Since Mr Ogden applied for those documents, Mr Pearson, the federalist mentioned in his letter, met Tucker & with another man’s assistance, assaulted & beat him. He was indicted & the federal Judges of the County of Burlington have fined him one dollar

Mr Ogden has called several times for an answer and he must have one. Will you be good enough to look at the two drafts contained & say which is the best made? and will you also assist me in the wording of the answer? For doubtless it will be used—

Your’s respectfully

A. G.

An early answer will oblige me much—

RC (DLC); undated, but see TJ’s note on enclosure; above postscript: “The President.” Enclosure: Draft of Gallatin to Aaron Ogden, undated, reading as follows: “The Secretary of the Treasury presents his respects to Mr Ogden and has the honor to inform him that transcripts of documents, such as Mr Ogden has applied for, never are and cannot with propriety be furnished on the application of individuals”; with a second paragraph: “On the present occasion, the personal quarrel between the former Collector of Egg harbour & the member of the State Legislature in whose name Mr. O. made the application renders it improper that any official information on that subject should be communicated through his channel” (Dft in NHi: Gallatin Papers; in TJ’s hand at foot of text: “Approved Th:J Apr. 12. 1802”; endorsed by Gallatin: “Apr 1802 Copy to Mr Ogden N.J. in Senate”). Other draft not found.
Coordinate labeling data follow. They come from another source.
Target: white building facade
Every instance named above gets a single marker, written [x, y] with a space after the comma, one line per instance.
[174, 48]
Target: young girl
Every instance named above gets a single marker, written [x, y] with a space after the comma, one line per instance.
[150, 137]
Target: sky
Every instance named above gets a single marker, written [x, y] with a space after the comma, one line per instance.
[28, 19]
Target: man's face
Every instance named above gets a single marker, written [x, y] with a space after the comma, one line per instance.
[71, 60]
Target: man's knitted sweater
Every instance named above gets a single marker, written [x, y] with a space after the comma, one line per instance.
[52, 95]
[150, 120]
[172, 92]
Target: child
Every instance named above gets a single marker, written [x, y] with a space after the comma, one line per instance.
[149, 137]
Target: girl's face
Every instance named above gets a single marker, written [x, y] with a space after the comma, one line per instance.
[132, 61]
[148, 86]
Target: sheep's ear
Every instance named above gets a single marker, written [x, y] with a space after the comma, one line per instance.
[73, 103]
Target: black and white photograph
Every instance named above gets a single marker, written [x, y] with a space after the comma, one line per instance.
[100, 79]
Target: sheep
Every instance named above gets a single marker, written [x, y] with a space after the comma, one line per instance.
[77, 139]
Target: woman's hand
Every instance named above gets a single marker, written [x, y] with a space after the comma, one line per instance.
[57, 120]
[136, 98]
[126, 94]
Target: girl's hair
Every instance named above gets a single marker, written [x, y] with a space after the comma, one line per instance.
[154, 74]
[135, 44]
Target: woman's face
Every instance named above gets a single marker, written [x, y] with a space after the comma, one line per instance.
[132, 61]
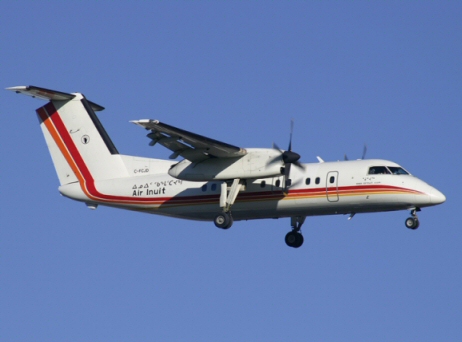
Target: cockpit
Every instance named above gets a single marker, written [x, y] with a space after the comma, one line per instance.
[387, 170]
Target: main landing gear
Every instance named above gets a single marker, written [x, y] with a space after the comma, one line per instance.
[295, 238]
[224, 220]
[413, 221]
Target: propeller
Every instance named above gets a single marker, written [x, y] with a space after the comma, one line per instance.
[289, 158]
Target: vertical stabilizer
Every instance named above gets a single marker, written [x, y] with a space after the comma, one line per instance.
[79, 145]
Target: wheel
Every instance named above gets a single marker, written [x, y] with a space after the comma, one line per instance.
[294, 239]
[412, 223]
[231, 221]
[223, 220]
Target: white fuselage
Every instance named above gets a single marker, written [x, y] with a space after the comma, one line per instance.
[328, 188]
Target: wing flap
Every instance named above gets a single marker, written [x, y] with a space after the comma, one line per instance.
[191, 146]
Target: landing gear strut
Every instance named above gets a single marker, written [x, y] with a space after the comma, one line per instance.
[295, 238]
[413, 221]
[224, 219]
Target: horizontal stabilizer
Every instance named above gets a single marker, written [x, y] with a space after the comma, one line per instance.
[47, 94]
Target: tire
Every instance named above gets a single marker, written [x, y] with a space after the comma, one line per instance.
[223, 221]
[294, 239]
[412, 223]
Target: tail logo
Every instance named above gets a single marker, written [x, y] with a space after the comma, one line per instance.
[85, 139]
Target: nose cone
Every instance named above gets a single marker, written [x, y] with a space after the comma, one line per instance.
[437, 197]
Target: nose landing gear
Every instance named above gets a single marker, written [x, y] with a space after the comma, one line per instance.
[295, 238]
[413, 222]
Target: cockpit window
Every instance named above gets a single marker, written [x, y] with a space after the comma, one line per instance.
[397, 170]
[378, 170]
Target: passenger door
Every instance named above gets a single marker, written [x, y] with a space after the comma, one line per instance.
[332, 186]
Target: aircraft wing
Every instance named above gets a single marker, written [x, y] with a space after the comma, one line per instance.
[191, 146]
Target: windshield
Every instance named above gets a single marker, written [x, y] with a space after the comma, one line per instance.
[387, 170]
[398, 170]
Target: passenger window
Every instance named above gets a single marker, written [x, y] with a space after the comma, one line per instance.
[378, 170]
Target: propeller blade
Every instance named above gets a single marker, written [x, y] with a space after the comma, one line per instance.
[276, 147]
[299, 165]
[291, 133]
[364, 151]
[290, 157]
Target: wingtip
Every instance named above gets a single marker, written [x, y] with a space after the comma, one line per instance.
[17, 88]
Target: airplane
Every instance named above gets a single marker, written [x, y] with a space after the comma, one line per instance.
[215, 181]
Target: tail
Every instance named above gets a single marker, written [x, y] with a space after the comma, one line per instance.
[79, 146]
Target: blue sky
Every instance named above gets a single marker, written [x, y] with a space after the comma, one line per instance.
[383, 73]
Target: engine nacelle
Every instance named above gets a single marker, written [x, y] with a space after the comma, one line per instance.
[257, 163]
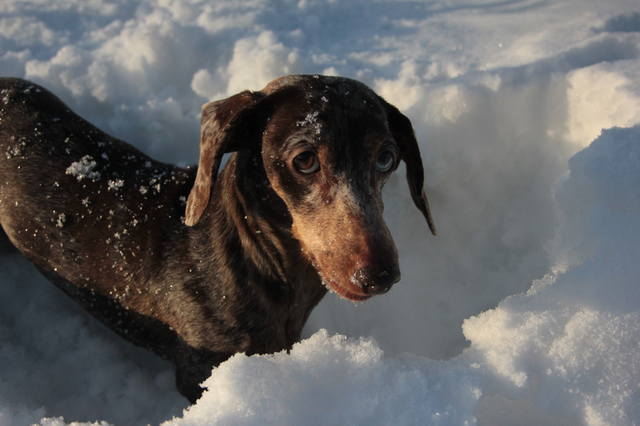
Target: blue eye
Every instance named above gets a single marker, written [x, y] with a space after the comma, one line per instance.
[306, 162]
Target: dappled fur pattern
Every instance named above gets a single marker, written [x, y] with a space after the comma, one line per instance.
[235, 273]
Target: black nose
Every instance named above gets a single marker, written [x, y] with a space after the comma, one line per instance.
[376, 281]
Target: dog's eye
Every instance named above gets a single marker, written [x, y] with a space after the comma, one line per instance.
[386, 160]
[306, 162]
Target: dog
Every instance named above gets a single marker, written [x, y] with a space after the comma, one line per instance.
[198, 265]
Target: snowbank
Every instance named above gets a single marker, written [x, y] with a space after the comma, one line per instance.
[566, 352]
[501, 94]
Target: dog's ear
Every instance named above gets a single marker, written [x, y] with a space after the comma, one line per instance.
[404, 135]
[225, 127]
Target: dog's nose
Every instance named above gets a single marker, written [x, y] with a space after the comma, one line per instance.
[375, 280]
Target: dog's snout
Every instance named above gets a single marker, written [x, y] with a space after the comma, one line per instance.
[376, 280]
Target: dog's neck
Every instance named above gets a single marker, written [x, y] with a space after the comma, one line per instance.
[247, 229]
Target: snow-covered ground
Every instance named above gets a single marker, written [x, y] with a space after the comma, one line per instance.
[525, 309]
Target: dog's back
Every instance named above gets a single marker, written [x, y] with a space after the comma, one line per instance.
[71, 194]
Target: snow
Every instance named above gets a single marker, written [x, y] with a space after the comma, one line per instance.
[523, 310]
[84, 168]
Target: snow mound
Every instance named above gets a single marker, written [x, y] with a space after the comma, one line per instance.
[565, 352]
[334, 380]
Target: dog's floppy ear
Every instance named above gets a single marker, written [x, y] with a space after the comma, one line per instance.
[402, 131]
[223, 128]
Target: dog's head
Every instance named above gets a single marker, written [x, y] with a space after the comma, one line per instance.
[328, 145]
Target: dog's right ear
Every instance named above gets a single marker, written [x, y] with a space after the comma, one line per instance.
[222, 129]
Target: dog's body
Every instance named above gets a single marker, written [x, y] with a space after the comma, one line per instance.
[107, 224]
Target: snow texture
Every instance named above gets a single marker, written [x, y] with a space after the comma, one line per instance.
[84, 169]
[523, 310]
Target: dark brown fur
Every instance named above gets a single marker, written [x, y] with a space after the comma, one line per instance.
[242, 269]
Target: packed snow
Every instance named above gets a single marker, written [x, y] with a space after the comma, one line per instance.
[525, 309]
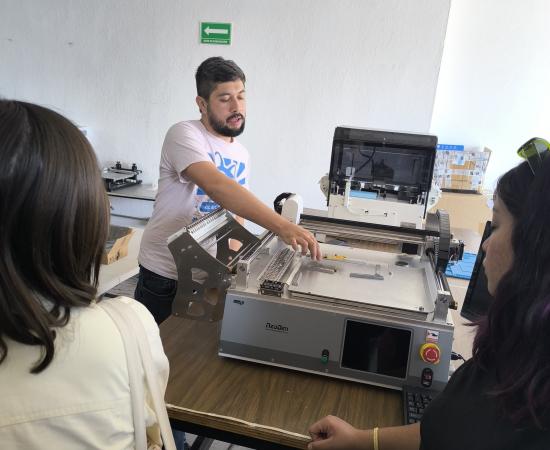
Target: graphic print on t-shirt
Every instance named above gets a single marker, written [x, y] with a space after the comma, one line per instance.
[233, 169]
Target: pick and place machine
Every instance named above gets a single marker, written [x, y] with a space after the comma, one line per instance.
[375, 310]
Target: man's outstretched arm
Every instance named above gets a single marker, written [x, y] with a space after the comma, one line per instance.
[232, 196]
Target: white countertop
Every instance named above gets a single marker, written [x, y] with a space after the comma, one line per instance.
[138, 191]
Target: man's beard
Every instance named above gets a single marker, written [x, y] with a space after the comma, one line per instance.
[221, 128]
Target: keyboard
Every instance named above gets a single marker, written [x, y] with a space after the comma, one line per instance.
[415, 401]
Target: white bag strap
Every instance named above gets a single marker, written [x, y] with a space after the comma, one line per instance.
[138, 352]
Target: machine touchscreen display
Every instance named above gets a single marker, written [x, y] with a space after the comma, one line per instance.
[376, 349]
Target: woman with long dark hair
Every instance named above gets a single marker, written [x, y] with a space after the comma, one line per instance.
[64, 380]
[499, 399]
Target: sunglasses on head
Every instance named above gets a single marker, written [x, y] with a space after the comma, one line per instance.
[533, 151]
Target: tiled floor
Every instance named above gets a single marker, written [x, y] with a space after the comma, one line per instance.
[216, 445]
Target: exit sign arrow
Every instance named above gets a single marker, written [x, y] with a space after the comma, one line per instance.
[209, 30]
[215, 33]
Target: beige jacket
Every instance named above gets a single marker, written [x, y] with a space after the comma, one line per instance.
[82, 399]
New Jersey Senator Aaron OGDEN, on behalf of William Pearson, perhaps sought documents from the Treasury Department pertaining to a complaint against Ebenezer Tucker, which led to his resignation as collector at Little Egg Harbor in 1799 (see Vol. 35:365–6). On 10 Feb., the Burlington County grand jury presented the Court of Quarter Sessions with an indictment against Pearson, a member of the state legislature. He was charged and convicted of assault and battery against Tucker. According to Tucker, William Coxe, another state representative, watched while he was beaten by Pearson. “A Friend to Justice” scoffed at the ONE DOLLAR fine, noting “what would have been the sentence of this same Court had William Pearson or William Coxe been waylaid and treated as they treated Ebenezer Tucker?” (Trenton True American, 2 Feb., 2 Mch., 25 May 1802; Trenton Federalist & New-Jersey State Gazette, 16 Feb. 1802). For Tucker’s central role in other political controversies in early 1802, see Prince, New Jersey’s Jeffersonian Republicans description begins Carl E. Prince, New Jersey’s Jeffersonian Republicans: The Genesis of an Early Party Machine, 1789–1817, Chapel Hill, 1967 description ends , 105.